New
Feature
Smart Performance Insights for Apache Spark
ILUM now surfaces actionable run-time insights for Spark jobs, so you can spot regressions, memory pressure, and planner optimizations without digging through logs.
What’s new
-
Job health summary
- Job Running Efficiently when no critical issues are detected.
- Slow Job Detected when a run is N× slower than its rolling baseline (e.g., 4.0× longer than average), with a pointer to investigate data skew, resource constraints, or inefficient operations.
-
Stage-level memory hotspots
Flags memory-intensive stages (e.g., “4 stages used significant memory; peak 1640 MB in stage 73”) so you can tune executor memory or operators before spills/OOM. -
Planner/Optimizer signal
Stage Optimization Detected when Spark (e.g., AQE) skips stages or coalesces partitions (“42 stages skipped”)—evidence that your query plan is being optimized. -
Inline recommendations
Each finding ships with a short, concrete recommendation (monitor, check skew, consider memory tuning). No fluff.
How it works (brief)
- Builds a per-job baseline from recent runs and raises deviations using robust statistics (not single-run variance).

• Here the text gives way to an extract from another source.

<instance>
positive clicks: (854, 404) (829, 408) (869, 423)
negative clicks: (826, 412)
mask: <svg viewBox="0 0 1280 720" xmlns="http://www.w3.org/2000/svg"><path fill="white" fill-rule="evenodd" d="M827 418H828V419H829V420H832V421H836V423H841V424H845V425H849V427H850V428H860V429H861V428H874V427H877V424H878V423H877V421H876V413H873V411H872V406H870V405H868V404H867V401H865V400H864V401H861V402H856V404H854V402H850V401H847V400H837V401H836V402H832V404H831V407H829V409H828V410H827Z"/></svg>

- Reads stage/task metrics to locate peaks (memory, CPU time) and to count skipped/coalesced stages from the optimizer.
- Keeps noise low with thresholds and minimum observation windows.
Where to find it
Job → Analytics (appears after the first complete run with metrics).
Why it helps
- Faster triage of Spark performance regressions (latency spikes vs. baseline).
- Early warning on memory-intensive stages that precede spills/OOM.
- Confirmation that Adaptive Query Execution is producing real wins (skipped stages), not just toggled on.